Both approaches diagnose the same root cause: deep layers repeatedly dilute shallow information through residual updates. But they cut at different points. MoDA leaves residual connections untouched but adds a depth dimension to attention, allowing deep layers to bypass residual flow and directly access shallow features. AttnRes directly modifies residuals, replacing the fixed addition with attention weighting—one “adding a new route,” the other “renovating the existing one.”

Both papers appeared on the same day, with different routes but targeting the same problem. This is no coincidence. The community’s consensus is that the depth-related issues of attention are well understood; the difference lies in the approach.

Effectiveness of AttnRes across different model scales

Unremoved scaffolding

Returning to the initial question: why has the deep-layer idling problem only been seriously addressed in 2026?

Because residual connections are too useful. They solved the most urgent problem at the time (vanishing gradients) with manageable costs (deep degradation was not obvious in small models). Alternative solutions like ReZero and Highway Networks had not been validated at large scale. No one was motivated to change them. They weren’t intentionally designed choices but temporary scaffolding that was forgotten over time—people built the structure, then forgot to remove the scaffolding, and over the years, everyone thought it was a load-bearing wall.

Residual signal dilution—deeper layers receive weaker signals

But what truly made this problem hard to detect wasn’t residuals themselves, but the fact that attention mechanisms have long operated in only one dimension. Over the past eight years, all attention evolutions—multi-head, grouping, sparsity, linear attention—focused on the sequence dimension. How tokens see each other has been optimized countless times. But how layers see each other? No one has asked. The depth dimension has been a blind spot for attention.

MoDA and AttnRes open this blind spot from different angles. MoDA adds a second dimension to attention, enabling it to operate simultaneously across sequence and depth. AttnRes turns inter-layer information transfer into an attention operation itself. Different routes, same conclusion: attention shouldn’t only look horizontally; it should also look vertically.
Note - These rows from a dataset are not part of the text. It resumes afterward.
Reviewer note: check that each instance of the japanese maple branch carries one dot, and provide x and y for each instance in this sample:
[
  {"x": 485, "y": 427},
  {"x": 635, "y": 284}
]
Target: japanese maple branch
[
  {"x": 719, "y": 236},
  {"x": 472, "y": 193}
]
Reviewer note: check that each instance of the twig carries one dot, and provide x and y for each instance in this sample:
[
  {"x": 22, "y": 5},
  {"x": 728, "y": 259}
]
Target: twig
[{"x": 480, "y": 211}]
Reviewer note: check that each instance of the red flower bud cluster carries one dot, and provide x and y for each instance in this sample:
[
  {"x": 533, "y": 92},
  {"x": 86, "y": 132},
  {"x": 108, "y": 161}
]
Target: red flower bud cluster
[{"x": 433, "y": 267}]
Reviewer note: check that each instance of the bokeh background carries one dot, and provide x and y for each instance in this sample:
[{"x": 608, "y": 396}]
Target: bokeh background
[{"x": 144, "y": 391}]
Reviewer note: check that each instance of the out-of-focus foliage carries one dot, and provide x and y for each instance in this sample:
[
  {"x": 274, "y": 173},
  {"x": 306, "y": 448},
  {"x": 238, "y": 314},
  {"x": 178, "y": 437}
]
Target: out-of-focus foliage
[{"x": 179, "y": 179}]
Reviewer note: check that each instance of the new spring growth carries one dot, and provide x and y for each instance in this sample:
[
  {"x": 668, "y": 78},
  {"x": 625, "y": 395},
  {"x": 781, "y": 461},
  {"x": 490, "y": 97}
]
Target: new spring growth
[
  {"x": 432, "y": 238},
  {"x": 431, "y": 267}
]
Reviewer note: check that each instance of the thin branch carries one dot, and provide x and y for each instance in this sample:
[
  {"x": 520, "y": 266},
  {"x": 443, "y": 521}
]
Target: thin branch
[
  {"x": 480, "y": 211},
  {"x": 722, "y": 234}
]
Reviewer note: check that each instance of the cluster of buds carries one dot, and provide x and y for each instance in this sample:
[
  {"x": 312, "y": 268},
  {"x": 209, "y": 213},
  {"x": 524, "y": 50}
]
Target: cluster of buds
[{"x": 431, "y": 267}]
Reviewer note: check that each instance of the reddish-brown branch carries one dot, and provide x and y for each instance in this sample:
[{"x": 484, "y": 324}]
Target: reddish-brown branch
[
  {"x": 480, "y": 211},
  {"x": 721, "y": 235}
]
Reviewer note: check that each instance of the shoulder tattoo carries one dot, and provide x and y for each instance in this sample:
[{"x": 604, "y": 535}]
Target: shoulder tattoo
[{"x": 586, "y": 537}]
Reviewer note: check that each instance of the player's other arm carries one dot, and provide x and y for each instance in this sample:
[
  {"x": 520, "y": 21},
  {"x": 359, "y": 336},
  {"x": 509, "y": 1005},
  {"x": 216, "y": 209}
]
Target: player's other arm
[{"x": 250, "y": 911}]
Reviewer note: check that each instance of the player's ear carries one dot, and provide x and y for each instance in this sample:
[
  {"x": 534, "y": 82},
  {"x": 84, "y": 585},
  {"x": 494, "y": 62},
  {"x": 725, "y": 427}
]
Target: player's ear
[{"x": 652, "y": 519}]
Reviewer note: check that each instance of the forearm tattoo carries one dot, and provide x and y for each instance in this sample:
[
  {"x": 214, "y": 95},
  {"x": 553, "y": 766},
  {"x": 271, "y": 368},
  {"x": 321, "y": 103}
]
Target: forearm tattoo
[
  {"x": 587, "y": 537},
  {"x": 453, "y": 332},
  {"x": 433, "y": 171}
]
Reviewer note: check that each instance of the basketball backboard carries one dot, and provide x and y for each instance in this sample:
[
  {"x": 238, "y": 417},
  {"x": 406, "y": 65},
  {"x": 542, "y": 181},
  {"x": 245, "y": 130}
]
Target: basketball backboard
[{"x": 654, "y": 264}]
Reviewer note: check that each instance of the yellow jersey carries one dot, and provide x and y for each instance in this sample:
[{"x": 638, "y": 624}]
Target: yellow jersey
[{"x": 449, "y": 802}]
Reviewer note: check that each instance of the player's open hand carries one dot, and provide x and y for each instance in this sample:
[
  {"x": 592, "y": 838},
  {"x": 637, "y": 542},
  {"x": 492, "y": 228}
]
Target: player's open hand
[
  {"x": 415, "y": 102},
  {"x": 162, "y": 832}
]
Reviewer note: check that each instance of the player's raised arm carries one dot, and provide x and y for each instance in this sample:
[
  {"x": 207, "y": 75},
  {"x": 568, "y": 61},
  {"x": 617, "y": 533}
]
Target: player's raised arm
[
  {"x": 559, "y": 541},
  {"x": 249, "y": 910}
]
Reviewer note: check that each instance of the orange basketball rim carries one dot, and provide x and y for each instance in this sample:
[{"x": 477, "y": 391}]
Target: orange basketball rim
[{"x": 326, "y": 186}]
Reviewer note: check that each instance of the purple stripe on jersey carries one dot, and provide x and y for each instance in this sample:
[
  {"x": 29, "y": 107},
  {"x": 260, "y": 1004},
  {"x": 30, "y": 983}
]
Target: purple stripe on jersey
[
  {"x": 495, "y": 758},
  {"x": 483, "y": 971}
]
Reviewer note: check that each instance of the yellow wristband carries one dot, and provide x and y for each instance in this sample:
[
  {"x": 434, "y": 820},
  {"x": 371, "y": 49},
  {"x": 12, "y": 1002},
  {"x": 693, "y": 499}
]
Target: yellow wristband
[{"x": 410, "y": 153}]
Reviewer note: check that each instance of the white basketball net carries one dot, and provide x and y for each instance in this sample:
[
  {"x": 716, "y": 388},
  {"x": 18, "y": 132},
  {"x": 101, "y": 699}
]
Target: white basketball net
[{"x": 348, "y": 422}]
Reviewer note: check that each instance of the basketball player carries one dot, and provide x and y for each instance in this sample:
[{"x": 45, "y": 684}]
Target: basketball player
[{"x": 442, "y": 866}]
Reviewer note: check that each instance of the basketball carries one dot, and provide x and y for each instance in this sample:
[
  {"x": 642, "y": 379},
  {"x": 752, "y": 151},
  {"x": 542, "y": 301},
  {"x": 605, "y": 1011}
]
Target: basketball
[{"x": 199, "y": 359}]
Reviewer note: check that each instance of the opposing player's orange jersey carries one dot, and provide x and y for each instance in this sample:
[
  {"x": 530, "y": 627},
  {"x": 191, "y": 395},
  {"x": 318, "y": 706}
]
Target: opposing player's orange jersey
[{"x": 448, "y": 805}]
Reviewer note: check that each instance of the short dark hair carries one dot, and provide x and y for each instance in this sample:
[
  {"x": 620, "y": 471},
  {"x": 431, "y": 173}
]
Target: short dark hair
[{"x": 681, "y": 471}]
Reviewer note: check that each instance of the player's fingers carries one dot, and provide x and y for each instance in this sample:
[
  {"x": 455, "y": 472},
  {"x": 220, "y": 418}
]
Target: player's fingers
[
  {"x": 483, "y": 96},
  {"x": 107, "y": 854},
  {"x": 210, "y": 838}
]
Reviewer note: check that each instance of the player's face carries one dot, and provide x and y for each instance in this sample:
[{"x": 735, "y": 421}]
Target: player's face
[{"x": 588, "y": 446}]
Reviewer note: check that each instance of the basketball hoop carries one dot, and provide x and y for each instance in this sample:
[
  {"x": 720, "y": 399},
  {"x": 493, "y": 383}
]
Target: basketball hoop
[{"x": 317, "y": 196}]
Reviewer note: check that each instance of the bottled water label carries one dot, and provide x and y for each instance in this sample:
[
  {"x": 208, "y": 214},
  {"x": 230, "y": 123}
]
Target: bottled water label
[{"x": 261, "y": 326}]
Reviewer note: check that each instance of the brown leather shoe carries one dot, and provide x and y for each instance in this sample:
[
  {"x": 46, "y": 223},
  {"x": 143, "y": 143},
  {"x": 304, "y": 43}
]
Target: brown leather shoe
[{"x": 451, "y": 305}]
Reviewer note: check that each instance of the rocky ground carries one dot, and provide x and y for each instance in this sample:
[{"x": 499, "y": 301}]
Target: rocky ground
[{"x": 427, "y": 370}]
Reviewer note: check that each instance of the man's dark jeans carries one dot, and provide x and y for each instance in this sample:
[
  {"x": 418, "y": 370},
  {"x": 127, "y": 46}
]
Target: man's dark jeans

The extension of this conclusion is even larger than the papers themselves. Transformers still contain many fixed mechanisms that operate only in a single dimension. Each layer must be executed sequentially, cannot be skipped. Attention heads are computed independently and simply concatenated, with no dynamic coordination between heads. Each token, regardless of difficulty, follows the same computational path. These designs were originally engineering compromises to enable training and convergence.

The evolution of deep learning over the past decade, at its highest level, boils down to one thing: returning more and more structural decision-making from human designers to the model itself. Manually designed convolution kernels are replaced by learnable attention. Fixed positional encodings are replaced by learnable rotational encodings. Fixed expert routing is replaced by learnable routing. Now, the flow of information along the depth dimension is also beginning to be decided by attention itself.

Karpathy said we haven’t truly taken the literal meaning of “Attention is All You Need” seriously. He might be right. But not in the sense of “attention alone is enough,” rather “attention has not been used enough.” It has evolved many generations along the sequence dimension, but in the depth dimension, it’s just beginning.

Depth is the next battleground for attention.